There are two hooks which are exposed:
PostStart : This hook gets executed upon container creation but there is no guarantee that it will run after the container ENTRYPOINT.
PreStop : This hook gets executed just before a container is terminated. This is a blocking call which means the hook execution must complete before call to delete container can be sent.
Both hooks mentioned above do not take any parameters. There are two types of handlers which can be implemented in the hook implementation:
Exec : runs a specific command inside the container and the resources consumed by the command are counted against the container.
HTTP : executes an HTTP request against a specific endpoint on the container.
Apart from lifecycle hooks, another important thing which happens during a pods lifetime is execution of container probes.
Container probes are diagnostics performed by kubelet on the container. There are two kinds of probes which kubelet can run on running containers:
livenessProbe : Indicates whether the container is running. If the liveness probe fails, kubelet kills the container and the container is subjected to its Restart Policy.
readinessProbe : Indicates whether the container is ready to service requests.
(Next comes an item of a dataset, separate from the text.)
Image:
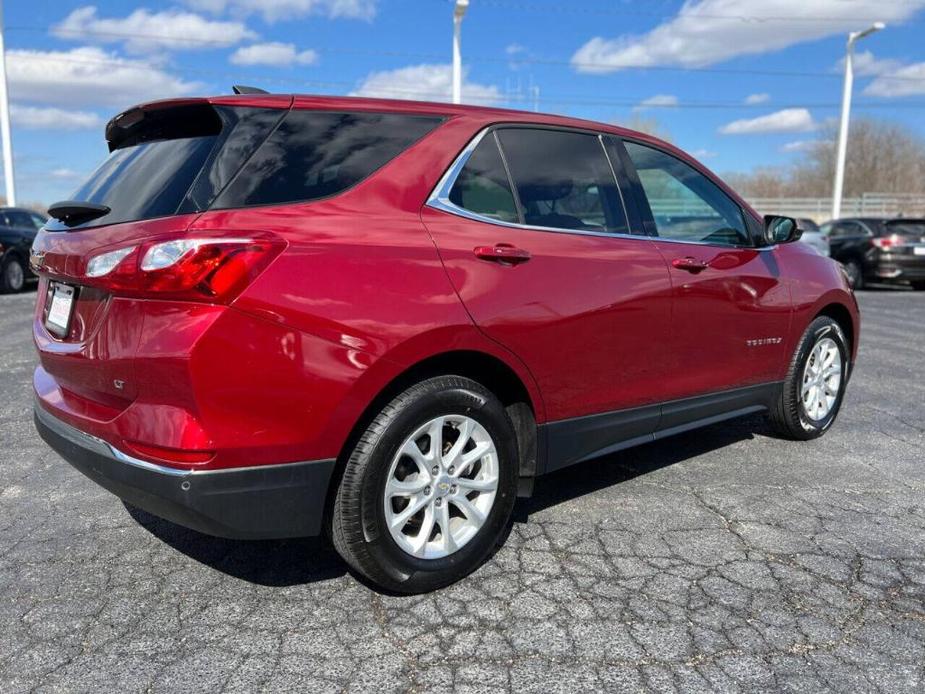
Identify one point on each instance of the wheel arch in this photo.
(841, 315)
(487, 369)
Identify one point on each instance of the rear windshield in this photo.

If this probe fails, the endpoints controller removes the container IP from list of endpoints of all services that match the Pod.
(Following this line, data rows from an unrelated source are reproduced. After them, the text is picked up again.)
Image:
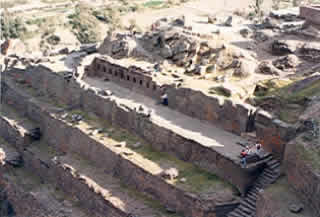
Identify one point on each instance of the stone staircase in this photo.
(269, 175)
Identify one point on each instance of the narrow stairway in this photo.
(247, 207)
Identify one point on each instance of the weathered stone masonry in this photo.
(273, 133)
(160, 138)
(67, 138)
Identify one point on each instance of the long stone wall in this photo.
(160, 138)
(67, 138)
(302, 177)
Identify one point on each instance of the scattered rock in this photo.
(311, 51)
(245, 32)
(268, 69)
(166, 51)
(282, 47)
(269, 23)
(245, 69)
(296, 208)
(228, 21)
(121, 144)
(287, 62)
(137, 145)
(170, 174)
(64, 51)
(260, 36)
(212, 19)
(183, 180)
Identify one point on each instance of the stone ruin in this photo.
(103, 142)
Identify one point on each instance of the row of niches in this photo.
(125, 76)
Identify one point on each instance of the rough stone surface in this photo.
(281, 47)
(288, 62)
(268, 69)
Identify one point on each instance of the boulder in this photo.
(269, 23)
(245, 32)
(246, 68)
(64, 51)
(170, 174)
(311, 51)
(166, 51)
(5, 47)
(260, 36)
(296, 208)
(268, 69)
(287, 62)
(282, 47)
(212, 19)
(228, 21)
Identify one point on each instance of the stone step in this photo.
(234, 214)
(249, 206)
(245, 209)
(272, 162)
(127, 162)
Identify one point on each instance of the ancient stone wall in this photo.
(67, 138)
(311, 13)
(14, 200)
(161, 139)
(273, 133)
(130, 77)
(302, 177)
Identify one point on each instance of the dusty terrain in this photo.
(227, 57)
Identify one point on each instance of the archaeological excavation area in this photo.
(85, 132)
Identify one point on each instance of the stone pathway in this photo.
(200, 131)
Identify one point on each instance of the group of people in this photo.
(249, 151)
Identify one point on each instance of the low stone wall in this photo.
(67, 138)
(311, 13)
(72, 183)
(13, 133)
(18, 201)
(162, 139)
(302, 177)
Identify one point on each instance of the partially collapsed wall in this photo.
(271, 132)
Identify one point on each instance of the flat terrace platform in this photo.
(200, 131)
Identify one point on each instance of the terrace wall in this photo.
(70, 139)
(160, 138)
(304, 179)
(230, 116)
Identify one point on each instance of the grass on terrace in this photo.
(197, 179)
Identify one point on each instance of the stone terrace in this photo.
(75, 147)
There are three ways to implement a probe:
ExecAction : Executes a command inside the container. The diagnostic is considered successful if the command returns 0.
TCPSocketAction : Performs TCP socket check against container IP and specified port. The diagnostic is considered successful if the port is open.
HTTPGetAction : Runs HTTP GET action against container IP with specified port and path. The diagnostic is considered successful if the response has a status code between 200 and 400.
Termination of a Pod
- User sends command to delete Pod
- The Pod object in the API server is updated with the time beyond which the Pod is considered “dead” (default 30sec )along with the grace period.
- Below actions happen in parallel:
- Pod shows up as “Terminating” when listed in client commands
- When the Kubelet sees that a Pod has been marked as terminating because the time in 2 has been set, it begins the pod shutdown process.
- Endpoint controller watches the pod is about to be deleted and hence removes the pod from all the endpoints which were serviced by the pod.
- If the pod has defined a preStop hook, it is invoked inside of the pod. If the
preStophook is still running after the grace period expires, step 2 is then invoked with a small (2 second) extended grace period.
- The processes in the Pod are sent the TERM signal.
- When the grace period expires, any processes still running in the Pod are killed with SIGKILL.
- The Kubelet will finish deleting the Pod on the API server by setting grace period 0 (immediate deletion). The Pod disappears from the API and is no longer visible from the client.
Idea of this post came from an excellent post by Kubernetes founder Joe Beda where he explained major components of Kubernetes architecture and the concept of watch which is crucial in understanding the working of APIServer and etcd functionality and then the birth of a Pod.
We can see there are multiple ways to control the events that happen within the duration of a Pod’s lifetime. Init container(s) can help remove a lot of complexity related to bootstrapping of containers and thus help keep logic within the main containers simple, similarly a post start lifecycle hook can help run any code(such as registering to a monitoring system or a service mesh) which needs to run once the container starts running. Liveness and readiness probes help remove bad pods before they start disrupting any customers. Graceful shutdowns can be run as a pre-stop lifecycle hook allowing for a lot more elegant exit. Knowing above control mechanisms can help in better designing a pod and the supporting use cases.